The comment period on the HHS rule is almost over. The White House must decide if it wants to continue this fight with the Catholic Church or not. Certainly, at the USCCB meeting in Atlanta, it became clear that most bishops agree with Cardinal Wuerl that removing the restrictive four-part definition of what constitutes a religious organization is the crux of the matter and that other issues, such as the conscience rights of individual employers, will require further theological reflection and catechesis to be effective. Cardinal Wuerl, speaking Wednesday at the USCCB meeting, stated that such reflection and catechesis about religious liberty must be seen as part of the New Evangelization. The young theologians of the Catholic Conversation Project will be discussing religious liberty at their meeting this summer. This is an important and very complicated issue, and some of the statements from the USCCB’s ad hoc committee and its members have seemed unalert to the complications. Cardinal Francis George of Chicago pointed out one of those complications this past week too when he noted that before we embrace St. Thomas More as a champion of conscience rights we should recall that he consigned many people to the flames for heresy. More importantly, Professor David Schindler’s editorial in Communio on the HHS mandate pointed out the difficulties in simply baptizing the First Amendment. John Courtney Murray referred to the “troubled waters” that remained unresolved by the Second Vatican Council’s Decree on Religious Liberty. The theological reflection and catechesis on religious liberty that Cardinal Wuerl called for must enter into those troubled waters.
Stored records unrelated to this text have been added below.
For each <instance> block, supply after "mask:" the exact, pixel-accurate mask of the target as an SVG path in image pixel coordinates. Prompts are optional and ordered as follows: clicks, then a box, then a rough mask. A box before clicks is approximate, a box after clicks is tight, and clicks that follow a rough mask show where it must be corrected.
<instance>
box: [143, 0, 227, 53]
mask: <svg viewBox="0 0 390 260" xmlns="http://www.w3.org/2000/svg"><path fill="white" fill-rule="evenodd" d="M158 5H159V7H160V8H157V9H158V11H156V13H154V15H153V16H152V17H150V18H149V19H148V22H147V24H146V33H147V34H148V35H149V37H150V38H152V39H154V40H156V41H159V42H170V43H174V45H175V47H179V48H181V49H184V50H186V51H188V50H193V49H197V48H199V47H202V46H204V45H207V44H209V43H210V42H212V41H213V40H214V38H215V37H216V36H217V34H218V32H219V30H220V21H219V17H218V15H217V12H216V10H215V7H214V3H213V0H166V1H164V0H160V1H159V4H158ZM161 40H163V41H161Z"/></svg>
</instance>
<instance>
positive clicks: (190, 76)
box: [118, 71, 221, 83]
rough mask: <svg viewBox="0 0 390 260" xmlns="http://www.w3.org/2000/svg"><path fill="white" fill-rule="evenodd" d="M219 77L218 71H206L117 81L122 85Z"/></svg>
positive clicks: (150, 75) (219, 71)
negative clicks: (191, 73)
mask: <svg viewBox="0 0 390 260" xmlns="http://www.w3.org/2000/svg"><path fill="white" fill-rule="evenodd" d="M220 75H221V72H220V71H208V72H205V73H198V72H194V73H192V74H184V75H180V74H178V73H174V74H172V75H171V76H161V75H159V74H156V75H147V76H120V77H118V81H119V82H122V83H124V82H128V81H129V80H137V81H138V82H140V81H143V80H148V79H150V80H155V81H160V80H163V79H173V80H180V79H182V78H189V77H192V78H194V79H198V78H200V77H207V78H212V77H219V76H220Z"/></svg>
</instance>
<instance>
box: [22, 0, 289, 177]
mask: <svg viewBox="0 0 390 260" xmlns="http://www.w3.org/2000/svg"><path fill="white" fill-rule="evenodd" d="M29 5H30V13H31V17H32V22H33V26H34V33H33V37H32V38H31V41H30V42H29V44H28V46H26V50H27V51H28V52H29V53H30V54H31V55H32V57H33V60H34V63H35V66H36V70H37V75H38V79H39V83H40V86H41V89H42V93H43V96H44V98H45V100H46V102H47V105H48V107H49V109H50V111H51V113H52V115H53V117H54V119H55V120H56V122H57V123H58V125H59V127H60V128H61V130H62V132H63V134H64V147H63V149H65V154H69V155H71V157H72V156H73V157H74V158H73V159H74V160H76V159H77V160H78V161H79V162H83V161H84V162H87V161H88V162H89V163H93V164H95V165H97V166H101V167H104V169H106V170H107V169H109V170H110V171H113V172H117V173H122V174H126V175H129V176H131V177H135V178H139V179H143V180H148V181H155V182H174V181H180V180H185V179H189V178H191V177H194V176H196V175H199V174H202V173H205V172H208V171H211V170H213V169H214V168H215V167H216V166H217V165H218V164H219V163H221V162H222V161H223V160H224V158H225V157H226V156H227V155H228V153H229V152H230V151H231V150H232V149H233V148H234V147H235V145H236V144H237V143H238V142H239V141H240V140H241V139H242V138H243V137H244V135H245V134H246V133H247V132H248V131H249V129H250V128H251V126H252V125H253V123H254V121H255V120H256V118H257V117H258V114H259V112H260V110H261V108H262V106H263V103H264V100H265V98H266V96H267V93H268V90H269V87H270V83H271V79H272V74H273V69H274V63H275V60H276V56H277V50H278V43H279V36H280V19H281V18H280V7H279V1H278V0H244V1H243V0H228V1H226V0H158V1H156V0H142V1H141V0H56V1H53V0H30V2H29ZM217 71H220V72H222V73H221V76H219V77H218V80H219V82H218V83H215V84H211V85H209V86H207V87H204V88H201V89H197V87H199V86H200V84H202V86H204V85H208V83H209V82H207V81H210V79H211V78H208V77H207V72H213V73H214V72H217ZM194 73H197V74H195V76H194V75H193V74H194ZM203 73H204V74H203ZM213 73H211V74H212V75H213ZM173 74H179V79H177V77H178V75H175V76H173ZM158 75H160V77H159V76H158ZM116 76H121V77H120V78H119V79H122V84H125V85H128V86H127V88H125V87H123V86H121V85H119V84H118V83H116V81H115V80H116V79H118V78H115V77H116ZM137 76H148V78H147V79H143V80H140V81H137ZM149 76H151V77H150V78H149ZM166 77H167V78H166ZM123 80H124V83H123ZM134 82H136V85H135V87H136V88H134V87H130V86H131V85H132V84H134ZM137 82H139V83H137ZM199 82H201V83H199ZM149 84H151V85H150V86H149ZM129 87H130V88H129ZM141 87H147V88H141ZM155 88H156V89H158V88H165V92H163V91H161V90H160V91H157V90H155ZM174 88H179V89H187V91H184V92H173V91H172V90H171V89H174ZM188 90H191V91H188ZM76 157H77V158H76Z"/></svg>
To be clear and to repeat: The issue of conscience rights is important, even vital, and it is so on a range of issues. But, the immediate task is to rescind the restrictive four-part definition of what is, and is not, a religious employer for purposes of the law. Our ministries are as integral to our idea of what it is to be Catholic as is our worship. Our universities are as integral to our ideas about the relationship of faith and reason as is our understanding that faith must issue in works. As Catholics, we should be united in our hostility to the ideas, contested since the time of the Reformation, that good works are insignificant and reason is an unsuitable partner for faith. Otherwise, we will have to submit to ideas about the nature of religion that are unsupportable theologically. It is this simple. If the four-part definition stays, the Obama administration has no one to blame but itself for the consequences and shame on those Catholics who stick with the administration and thumb their noses at CHA. If the four-part definition goes away and the administration takes up the solutions suggested by CHA in its comment, the country can have an important political debate about the value of the ACA and the Church can turn her mind and heart to the task of developing our own doctrine on conscience and religious liberty.